The current Board brings with them years of experience in various fields of expertise, ranging from business, accountancy and legal to engineering and manufacturing of building materials in order to reach effective decisions in governing the Group.

The presence of the Independent Directors is essential as they provide unbiased and independent view, advice and judgment as well as safeguard the interests of other parties like minority shareholders. They are independent of both the management and shareholders of the Company, and are free from any business or other conflict of interests which may interfere with the discharge of their duties and in making independent judgment.

Roles of Board
The Board of Directors is responsible for supervising the management of the business and affairs of the Corporation in a way which ensures that the interests of shareholders and stakeholders are promoted and protected. In discharging this duty, the Board has the following overall responsibilities:
  • Adoption of strategic plans
  • Giving strategic direction to the Company, appoint the Managing Director and ensure that succession is planned
  • Retaining full and effective control over the Company, and monitoring management in implementing Board plans and strategies
  • Monitoring of operational performance and management
  • Preparation and integrity of the annual financial statements and all related information
  • Recording the facts and assumptions on which it relies to conclude that the business will continue as a going concern in the financial year ahead or why it will not, and in that case, what steps the Board is taking to remedy the situation
  • Defining levels of materiality, reserving specific power to itself and delegating other matters with the necessary written authority to management
  • Maintenance of adequate accounting records
  • Adequately safeguarding, verifying and maintaining accountability of assets
  • Preventing and detecting material misstatement and loss
  • Determination of policy and processes to ensure the integrity of the Company's risk management and internal control procedures
  • Implementing proper systems of internal control which are designed to provide reasonable, but not absolute, assurance as to the reliability of the financial statements
  • Ensuring that the Company complies with all relevant laws, regulations and codes of business practice, and that it communicates with its shareholders and relevant stakeholders (internal and external) openly and promptly and with substance prevailing over form
  • Assessing its composition to consider whether its size, diversity and demographics makes it effective
  • The communications policy of the Company
  • Director selection, orientation and evaluation
  • Ensuring that there is an appropriate balance of power and authority on the Board, such that no individual or block of individuals can dominate the Board's decision making
  • Ensuring that each item of special business included in the notice of the annual general meeting, or any other shareholder meeting, is accompanied by a full explanation of the effects of the proposed resolution
  • Encouraging shareholders to attend annual general meetings and other Company meetings, at which the directors should be present
  • Defining and monitoring the information needs of the Board. The Board should have unrestricted access to all Company information, documents, records and property
  • Identification and monitoring of the non-financial aspects relevant to the business of the Company
  • Ensuring that the duties of directors as prescribed by the Companies Act are carried out
The Board may delegate any of its responsibilities to committees of the Board.

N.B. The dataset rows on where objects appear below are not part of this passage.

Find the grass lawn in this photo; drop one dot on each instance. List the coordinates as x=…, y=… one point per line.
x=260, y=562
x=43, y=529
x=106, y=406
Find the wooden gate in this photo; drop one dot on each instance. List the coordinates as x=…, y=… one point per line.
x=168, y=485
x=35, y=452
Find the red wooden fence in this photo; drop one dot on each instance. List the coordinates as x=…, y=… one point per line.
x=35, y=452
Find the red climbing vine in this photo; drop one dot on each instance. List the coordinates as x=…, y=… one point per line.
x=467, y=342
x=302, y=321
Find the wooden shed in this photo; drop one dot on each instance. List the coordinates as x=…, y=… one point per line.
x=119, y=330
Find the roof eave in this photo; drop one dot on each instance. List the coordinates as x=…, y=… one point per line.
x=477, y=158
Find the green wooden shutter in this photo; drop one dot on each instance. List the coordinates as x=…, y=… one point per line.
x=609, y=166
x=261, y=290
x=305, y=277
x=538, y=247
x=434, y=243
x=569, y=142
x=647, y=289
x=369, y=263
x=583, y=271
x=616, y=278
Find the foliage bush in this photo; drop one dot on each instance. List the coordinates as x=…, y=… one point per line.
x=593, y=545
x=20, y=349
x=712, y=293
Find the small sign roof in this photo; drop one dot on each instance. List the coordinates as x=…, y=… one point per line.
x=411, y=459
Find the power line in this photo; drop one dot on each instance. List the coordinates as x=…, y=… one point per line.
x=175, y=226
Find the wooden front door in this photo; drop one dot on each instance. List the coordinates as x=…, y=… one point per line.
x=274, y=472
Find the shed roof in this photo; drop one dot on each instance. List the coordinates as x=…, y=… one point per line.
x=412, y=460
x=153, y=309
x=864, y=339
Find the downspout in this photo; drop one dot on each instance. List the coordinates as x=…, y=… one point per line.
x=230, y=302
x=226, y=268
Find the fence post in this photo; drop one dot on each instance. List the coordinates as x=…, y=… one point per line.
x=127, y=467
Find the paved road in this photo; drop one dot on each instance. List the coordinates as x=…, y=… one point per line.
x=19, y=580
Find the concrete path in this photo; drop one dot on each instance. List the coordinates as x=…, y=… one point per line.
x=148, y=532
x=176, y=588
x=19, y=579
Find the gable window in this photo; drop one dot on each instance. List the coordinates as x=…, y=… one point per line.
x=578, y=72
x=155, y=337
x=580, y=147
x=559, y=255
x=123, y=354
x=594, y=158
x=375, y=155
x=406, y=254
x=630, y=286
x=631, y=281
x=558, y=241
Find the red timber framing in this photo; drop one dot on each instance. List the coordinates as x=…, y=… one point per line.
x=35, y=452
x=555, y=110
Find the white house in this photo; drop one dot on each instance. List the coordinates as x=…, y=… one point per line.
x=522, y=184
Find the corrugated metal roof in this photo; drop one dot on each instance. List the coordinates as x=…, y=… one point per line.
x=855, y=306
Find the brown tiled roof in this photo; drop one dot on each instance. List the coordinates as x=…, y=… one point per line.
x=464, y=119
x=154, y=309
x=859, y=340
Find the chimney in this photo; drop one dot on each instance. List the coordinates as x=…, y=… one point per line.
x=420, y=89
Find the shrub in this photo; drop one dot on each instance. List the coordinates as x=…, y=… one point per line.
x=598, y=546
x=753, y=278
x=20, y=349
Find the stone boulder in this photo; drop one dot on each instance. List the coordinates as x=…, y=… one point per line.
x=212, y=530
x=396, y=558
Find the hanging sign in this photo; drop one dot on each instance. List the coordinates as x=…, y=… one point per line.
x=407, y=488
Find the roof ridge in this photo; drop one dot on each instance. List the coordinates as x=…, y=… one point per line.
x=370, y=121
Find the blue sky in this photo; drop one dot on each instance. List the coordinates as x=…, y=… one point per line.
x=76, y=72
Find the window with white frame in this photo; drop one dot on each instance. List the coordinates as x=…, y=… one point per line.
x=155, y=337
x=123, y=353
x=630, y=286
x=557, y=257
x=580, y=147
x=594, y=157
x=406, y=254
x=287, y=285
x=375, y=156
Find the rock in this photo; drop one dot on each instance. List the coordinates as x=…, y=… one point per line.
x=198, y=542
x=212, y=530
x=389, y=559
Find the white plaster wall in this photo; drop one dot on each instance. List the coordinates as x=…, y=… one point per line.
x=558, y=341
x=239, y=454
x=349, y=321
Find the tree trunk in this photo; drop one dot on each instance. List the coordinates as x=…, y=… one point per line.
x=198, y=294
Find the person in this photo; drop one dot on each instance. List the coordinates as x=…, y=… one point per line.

Chairman and Managing Director Responsibilities
Tan Sri Dato’ Seri Mohd Jamil bin Johari was appointed to the Board of Directors on 25 July 2005 as the Chairman of Dolomite Corporation Berhad. The Chairman is an independent non-executive director and has no executive functions.

The Chairman is responsible for:
  • Leading the Board in its duties to the Group;
  • Ensuring there are processes and procedures in place to evaluate the performance of the Board, its committees and its individual directors;
  • Facilitating effective review, analysis and discussion at Board meetings; and
  • Ensuring effective communication with shareholders and stakeholders
The Managing Director, Mr Lew Choong Keong, is responsible for the Group’s business direction, operational performance and strategic management of the Group’s resources. The separation of this role from that of the Chairman ensures a balance of authority and precludes any one director from exercising unfettered powers of decision making.

In addition to the above, Mr Jeffrey Gerard Gomez is the Senior Independent Non-Executive Director to whom concerns of individuals, internal and external may be conveyed.

Committees
To assist the Board in fulfilling its duties and responsibilities, it has established three Committees:
  1. Nominations Committee;
  2. Remuneration Committee; and
  3. Audit Committee
Each Committee has a formal Terms of Reference and has been granted certain delegations.

Each Committee has an obligation to report on its Meetings to the Board and minutes of all Committee Meetings are made available to all Directors.

Meetings
Meetings of the Board will be held as frequently as the Board considers appropriate, but it will normally meet not less than four times a year. Any Board member may call further meetings if required.

Reasonable notice of meetings and the business to be conducted shall be given to members of the Board.

The Chairman, at his discretion, may invite other executives to attend and to be heard at meetings of the Board.

Proceeding at Meetings
Unless varied by these terms of reference, meetings and proceedings of the Board will be governed by the Company's articles of association.

The company secretary shall take minutes of the meetings and these shall be reviewed and approved by the members of the Board.

Conflicts of Interest
Directors must keep the Board advised, on an on-going basis, of any interest that could potentially conflict with those of the Company.

If any matter is to be discussed at a meeting of the Board which would involve one or more directors having a material conflict of interest, then those directors;
  • will declare that conflict of interest;
  • will not receive the relevant papers;
  • will not be present at the meeting whilst the matter is considered; and
  • will not participate in any decision on the matter or be informed the decision has been taken.
Confidentiality
All proceedings of the Board, including papers submitted and presentations made to the Board, shall be kept confidential and will not be disclosed or released to any person other than Board members, except as required by law or as agreed by the Board.

General
The Board, in carrying out its tasks under these terms of reference, may obtain such outside or other independent professional advice as it considers necessary to carry out its duties.

The Board will ensure that members of the Board will have access to professional advice, both inside and outside the Company, in order for it to properly perform its duties.

This Board Charter may be amended as required, subject to the approval of the Board.

This charter of the Board is to be reviewed by the Board annually to provide assurance that it remains consistent with the Board’s objectives and responsibilities.